# Selbst gefangener Fisch - Zubereiten und Servieren



## Lajos1 (19. Oktober 2021)

Hallo,

ich bin alles andere als ein guter Koch, aber speziell zur Zubereitung von selbstgefangenen Fischen war mal ein Artikel in unserer Verbandszeitschrift, dass man diese erst verwerten, oder auch einfrieren soll, wenn die Totenstarre durchlaufen ist und der Fisch eben wieder weich wird.
Auch in meinem langjährigen Urlaubsdomizil in Österreich, mit hervorragender Köchin, machte mir diese eine selbsgefangene Forelle immer erst am nächsten Tag.

Gruß

Lajos


----------



## Christian.Siegler (19. Oktober 2021)

Lajos1 schrieb:


> Hallo,
> 
> ich bin alles andere als ein guter Koch, aber speziell zur Zubereitung von selbstgefangenen Fischen war mal ein Artikel in unserer Verbandszeitschrift, dass man diese erst verwerten, oder auch einfrieren soll, wenn die Totenstarre durchlaufen ist und der Fisch eben wieder weich wird.
> Auch in meinem langjährigen Urlaubsdomizil in Österreich, mit hervorragender Köchin, machte mir diese eine selbsgefangene Forelle immer erst am nächsten Tag.
> ...


Jup, selbe Erfahrung habe ich auch gemacht.
Frische Forellen krümmen sich und platzen in der Pfanne auf. Einen Tag im Kühlschrank - dann liegen die flach wie ein Brett! Trotzdem kann ich manchmal nicht warten


----------



## Hecht100+ (19. Oktober 2021)

Muß dann aber so eine Zwischenzeit sein, bei ganz frisch geschlachteten und dann sofort in den Ofen hatte ich das noch nicht. Auch in den Restaurants, wo man sich früher die Forelle noch im Aquarium aussuchen konnte, da kamen die Fische weder krumm noch geplatzt auf den Teller.


----------



## AllesAusHolz (19. Oktober 2021)

Christian.Siegler schrieb:


> Trotzdem kann ich manchmal nicht warten


das kenne ich auch sehr gut   ja die letzten Nerven zucken auch bei Forellen noch ganz gut, bei Forelle blau ist es ganz besonders schlimm die sieht dann auf dem Teller aus wie ein geplatztes Sofakissen, aber ein leckeres


----------



## Bankside Dreamer (19. Oktober 2021)

Angeblich soll ja dieser _Ike Jime_ schickimicki Zauber dem Ganzen etwas entgegenwirken. Während eines Praktikums las ich etwas davon in einer dort ausgelegten Gastronomiezeitschrift, die voll von irgendwelchen stark tätowierten & kochenden Vollbart-Hipstern aus der Schweiz oder aber Österreich war. 

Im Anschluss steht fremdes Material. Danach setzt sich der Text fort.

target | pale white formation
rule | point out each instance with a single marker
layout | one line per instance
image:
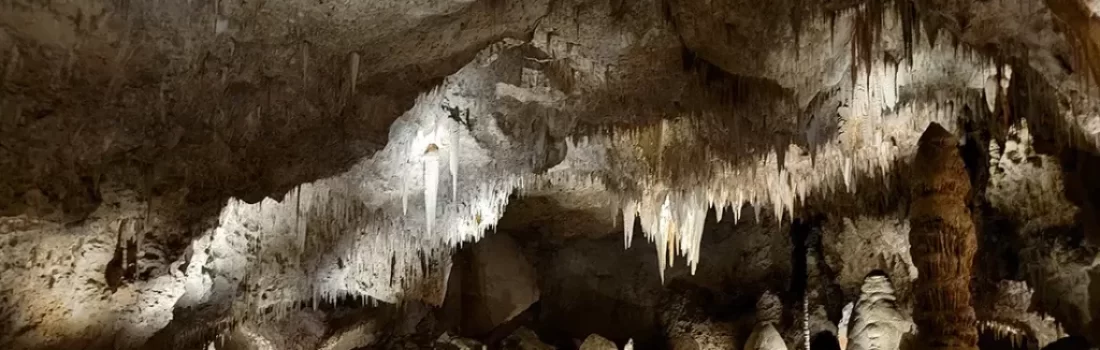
(453, 163)
(886, 239)
(62, 286)
(1025, 184)
(430, 184)
(876, 323)
(842, 336)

_"Je mehr Stress ein Fisch vor der Schlachtung nämlich erlebt, desto saurer ist auch die Muskulatur, so dass die Totenstarre viel früher und stärker einsetzt."_
Quelle: https://www.worldsoffood.de/kochen-und-rezepte/item/3457-so-funktioniert-ike-jime.html


----------



## Christian.Siegler (19. Oktober 2021)

Hecht100+ schrieb:


> Muß dann aber so eine Zwischenzeit sein, bei ganz frisch geschlachteten und dann sofort in den Ofen hatte ich das noch nicht. Auch in den Restaurants, wo man sich früher die Forelle noch im Aquarium aussuchen konnte, da kamen die Fische weder krumm noch geplatzt auf den Teller.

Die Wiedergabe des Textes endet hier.